Question

How do you find the volume of a solid that is enclosed by `y=1/x`, x=1, x=3, y=0 revolved about the y axis?

Answer 1

`4pi`

Explanation:

The shape that we are integrating should look something like a big top for a circus. We may have to split up the top and the bottom halves at `y= 1/3`.

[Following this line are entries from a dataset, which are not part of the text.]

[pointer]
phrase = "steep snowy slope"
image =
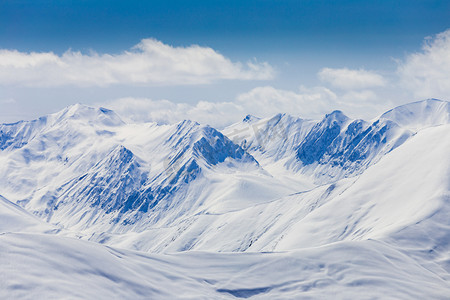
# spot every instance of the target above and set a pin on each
(378, 227)
(13, 218)
(334, 147)
(409, 186)
(85, 169)
(421, 114)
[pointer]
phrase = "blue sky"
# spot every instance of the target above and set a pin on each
(298, 39)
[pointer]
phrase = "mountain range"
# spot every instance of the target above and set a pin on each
(275, 208)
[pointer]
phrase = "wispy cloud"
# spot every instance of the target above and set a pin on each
(261, 101)
(351, 79)
(427, 73)
(151, 62)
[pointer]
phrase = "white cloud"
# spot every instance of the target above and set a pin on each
(261, 101)
(351, 79)
(149, 62)
(427, 73)
(8, 101)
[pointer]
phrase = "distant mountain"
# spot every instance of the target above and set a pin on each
(321, 208)
(85, 168)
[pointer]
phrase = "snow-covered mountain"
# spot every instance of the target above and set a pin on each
(357, 208)
(336, 146)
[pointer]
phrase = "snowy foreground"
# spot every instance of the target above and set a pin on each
(278, 208)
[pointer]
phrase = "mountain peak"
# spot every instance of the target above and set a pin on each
(250, 119)
(420, 114)
(83, 112)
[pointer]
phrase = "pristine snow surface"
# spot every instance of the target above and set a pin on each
(276, 208)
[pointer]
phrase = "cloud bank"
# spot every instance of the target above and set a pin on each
(261, 101)
(351, 79)
(427, 73)
(151, 62)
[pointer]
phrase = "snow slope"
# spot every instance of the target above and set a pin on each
(52, 267)
(335, 208)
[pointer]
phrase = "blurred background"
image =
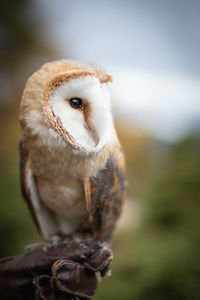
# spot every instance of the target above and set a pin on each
(152, 49)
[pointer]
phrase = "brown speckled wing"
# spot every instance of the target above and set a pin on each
(24, 166)
(105, 194)
(43, 218)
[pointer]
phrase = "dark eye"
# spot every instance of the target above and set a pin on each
(76, 102)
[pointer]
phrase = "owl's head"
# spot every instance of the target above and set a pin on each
(75, 101)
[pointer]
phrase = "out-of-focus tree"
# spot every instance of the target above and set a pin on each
(22, 50)
(160, 259)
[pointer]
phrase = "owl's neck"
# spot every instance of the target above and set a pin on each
(56, 163)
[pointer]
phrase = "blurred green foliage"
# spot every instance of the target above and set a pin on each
(160, 258)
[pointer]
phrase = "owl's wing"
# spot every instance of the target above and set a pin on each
(105, 194)
(42, 216)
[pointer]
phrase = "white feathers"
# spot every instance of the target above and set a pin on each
(73, 121)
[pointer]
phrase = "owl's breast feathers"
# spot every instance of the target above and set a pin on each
(105, 195)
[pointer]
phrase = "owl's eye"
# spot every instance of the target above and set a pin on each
(76, 102)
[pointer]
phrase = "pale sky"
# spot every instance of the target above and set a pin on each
(152, 48)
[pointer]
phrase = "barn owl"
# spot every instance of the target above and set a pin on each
(72, 164)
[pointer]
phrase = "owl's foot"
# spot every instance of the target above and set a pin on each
(35, 246)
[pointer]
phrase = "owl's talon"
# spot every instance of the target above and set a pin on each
(35, 246)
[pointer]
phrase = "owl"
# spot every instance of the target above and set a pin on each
(71, 161)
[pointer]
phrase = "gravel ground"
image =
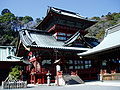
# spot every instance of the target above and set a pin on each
(107, 85)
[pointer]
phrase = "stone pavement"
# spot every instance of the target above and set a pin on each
(94, 85)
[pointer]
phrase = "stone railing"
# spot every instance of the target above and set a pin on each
(14, 84)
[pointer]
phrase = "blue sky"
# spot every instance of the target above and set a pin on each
(37, 8)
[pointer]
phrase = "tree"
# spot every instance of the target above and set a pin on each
(38, 20)
(4, 11)
(27, 19)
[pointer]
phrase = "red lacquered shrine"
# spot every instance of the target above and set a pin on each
(56, 41)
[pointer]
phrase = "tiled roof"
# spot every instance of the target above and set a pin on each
(111, 40)
(33, 38)
(68, 13)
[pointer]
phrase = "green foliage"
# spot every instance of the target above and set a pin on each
(15, 73)
(4, 11)
(104, 22)
(27, 19)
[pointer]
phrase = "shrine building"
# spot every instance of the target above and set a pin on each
(56, 41)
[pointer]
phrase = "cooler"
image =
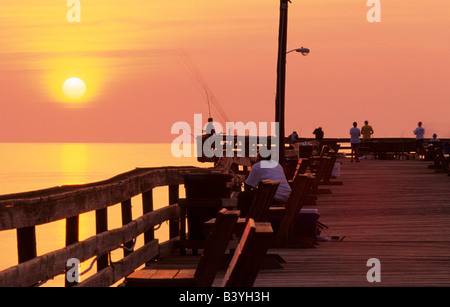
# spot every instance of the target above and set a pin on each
(201, 186)
(306, 224)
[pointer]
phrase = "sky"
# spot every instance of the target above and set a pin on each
(149, 64)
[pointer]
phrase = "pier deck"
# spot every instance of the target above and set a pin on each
(395, 211)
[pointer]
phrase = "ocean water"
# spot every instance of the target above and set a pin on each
(32, 166)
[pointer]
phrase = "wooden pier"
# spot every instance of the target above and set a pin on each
(395, 211)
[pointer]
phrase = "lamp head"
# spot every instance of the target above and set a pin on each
(303, 51)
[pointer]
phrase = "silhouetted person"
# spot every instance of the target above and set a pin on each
(264, 169)
(293, 137)
(318, 132)
(366, 131)
(355, 133)
(419, 132)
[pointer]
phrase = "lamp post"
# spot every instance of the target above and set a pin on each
(281, 77)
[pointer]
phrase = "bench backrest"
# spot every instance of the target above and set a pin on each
(250, 252)
(215, 246)
(301, 187)
(259, 209)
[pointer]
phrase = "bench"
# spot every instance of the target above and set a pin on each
(287, 215)
(208, 265)
(249, 254)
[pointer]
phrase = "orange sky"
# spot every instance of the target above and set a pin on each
(139, 60)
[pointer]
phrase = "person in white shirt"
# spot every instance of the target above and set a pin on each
(420, 133)
(355, 133)
(265, 169)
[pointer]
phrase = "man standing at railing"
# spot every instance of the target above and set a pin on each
(366, 131)
(420, 133)
(355, 133)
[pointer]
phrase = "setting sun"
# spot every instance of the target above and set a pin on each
(74, 88)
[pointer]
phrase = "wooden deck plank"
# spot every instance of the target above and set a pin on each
(396, 211)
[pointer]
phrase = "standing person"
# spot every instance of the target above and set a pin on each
(366, 131)
(293, 137)
(318, 133)
(355, 133)
(420, 133)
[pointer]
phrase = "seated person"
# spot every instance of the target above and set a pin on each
(265, 169)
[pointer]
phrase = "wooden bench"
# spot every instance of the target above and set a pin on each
(287, 215)
(259, 212)
(249, 254)
(208, 265)
(441, 164)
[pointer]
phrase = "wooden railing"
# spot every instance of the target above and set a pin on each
(26, 210)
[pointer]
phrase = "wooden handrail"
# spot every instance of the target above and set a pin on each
(23, 211)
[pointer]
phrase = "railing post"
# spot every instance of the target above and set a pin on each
(147, 206)
(174, 196)
(101, 225)
(72, 236)
(126, 218)
(26, 243)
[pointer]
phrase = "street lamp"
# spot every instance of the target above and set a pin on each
(303, 51)
(281, 77)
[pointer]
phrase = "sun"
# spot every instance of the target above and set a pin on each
(74, 88)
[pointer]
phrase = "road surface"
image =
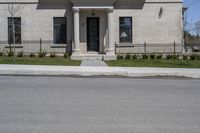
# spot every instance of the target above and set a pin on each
(98, 105)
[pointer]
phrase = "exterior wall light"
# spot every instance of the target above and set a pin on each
(160, 12)
(93, 13)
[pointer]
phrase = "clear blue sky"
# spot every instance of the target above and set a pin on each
(193, 12)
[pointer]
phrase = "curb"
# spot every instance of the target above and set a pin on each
(133, 72)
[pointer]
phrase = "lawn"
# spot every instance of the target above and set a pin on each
(171, 63)
(40, 61)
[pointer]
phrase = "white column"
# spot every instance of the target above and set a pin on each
(111, 46)
(76, 31)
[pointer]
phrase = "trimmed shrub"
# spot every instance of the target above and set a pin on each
(134, 56)
(32, 55)
(20, 54)
(42, 54)
(152, 56)
(169, 57)
(197, 57)
(53, 54)
(128, 56)
(159, 56)
(10, 52)
(66, 56)
(119, 57)
(1, 52)
(192, 57)
(144, 56)
(185, 57)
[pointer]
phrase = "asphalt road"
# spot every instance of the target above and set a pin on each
(98, 105)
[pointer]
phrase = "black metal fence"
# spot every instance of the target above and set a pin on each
(30, 46)
(149, 48)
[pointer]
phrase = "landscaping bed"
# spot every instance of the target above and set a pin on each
(170, 61)
(26, 60)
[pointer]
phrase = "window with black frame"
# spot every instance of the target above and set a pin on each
(14, 25)
(60, 33)
(125, 29)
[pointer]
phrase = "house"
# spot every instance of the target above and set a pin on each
(95, 27)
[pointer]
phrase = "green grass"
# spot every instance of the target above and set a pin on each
(172, 63)
(40, 61)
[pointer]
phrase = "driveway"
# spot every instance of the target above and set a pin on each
(98, 105)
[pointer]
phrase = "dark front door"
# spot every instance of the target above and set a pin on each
(93, 34)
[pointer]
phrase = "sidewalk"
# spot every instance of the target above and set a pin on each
(37, 70)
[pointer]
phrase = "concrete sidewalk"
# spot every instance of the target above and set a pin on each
(38, 70)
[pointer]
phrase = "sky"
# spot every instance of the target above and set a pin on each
(193, 12)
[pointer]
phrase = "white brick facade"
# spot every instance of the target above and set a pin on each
(147, 26)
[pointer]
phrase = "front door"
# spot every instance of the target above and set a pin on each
(93, 34)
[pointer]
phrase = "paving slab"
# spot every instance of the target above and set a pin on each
(92, 62)
(42, 70)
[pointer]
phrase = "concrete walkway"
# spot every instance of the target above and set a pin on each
(39, 70)
(94, 63)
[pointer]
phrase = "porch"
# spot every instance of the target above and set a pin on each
(93, 33)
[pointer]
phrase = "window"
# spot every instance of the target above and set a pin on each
(14, 25)
(60, 35)
(125, 29)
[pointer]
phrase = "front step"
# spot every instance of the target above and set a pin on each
(93, 57)
(87, 57)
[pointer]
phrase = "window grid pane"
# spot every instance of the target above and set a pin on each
(126, 29)
(17, 30)
(60, 34)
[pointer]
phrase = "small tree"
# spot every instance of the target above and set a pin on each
(181, 28)
(14, 10)
(197, 30)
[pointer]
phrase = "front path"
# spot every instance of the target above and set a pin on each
(98, 105)
(93, 62)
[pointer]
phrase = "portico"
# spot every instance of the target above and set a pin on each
(93, 31)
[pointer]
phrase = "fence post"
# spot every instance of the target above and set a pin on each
(145, 47)
(40, 44)
(174, 48)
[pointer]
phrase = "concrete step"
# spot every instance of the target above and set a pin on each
(93, 57)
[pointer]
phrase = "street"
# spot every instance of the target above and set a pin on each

We can use an integration over `y` here.

`V = int_0^1 A(y)dy`

To find the area of a slice we look at points below `y=1/3` and points above.

Below
The outer radius is constant at 3. There is an inner radius cut out from the `x=1` boundary, i.e. the area is the annulus between `r = 1` and `r = 3`. We know this area:
`A = pi * 3^2 - pi * 1^2 = 8pi`

Above
The bound is a little more complicated above `y = 1/3`.
In this region, the inner radius is still a constant (hence a `-pi` term we will add) but the outer radius goes like `1/y`, i.e.
`A(y) = pi x^2 - pi = pi/y^2 - pi`

We can integrate this whole thing piecewise:
`V = int_0^1 A(y) dy = int_0^(1/3) A(y) dy + int_(1/3)^1 A(y)dy`
`int_0^(1/3) A(y) dy = 1/3 * 8pi = (8pi)/3`

`int_(1/3)^1 A(y) dy = -piy^-1 - pi y = -pi(1 - 3) - pi(1 - 1/3) = 2pi - 2/3 pi = (4pi)/3`

Therefore, the total volume is
`V = (8pi)/3 + (4pi)/3 = 4pi`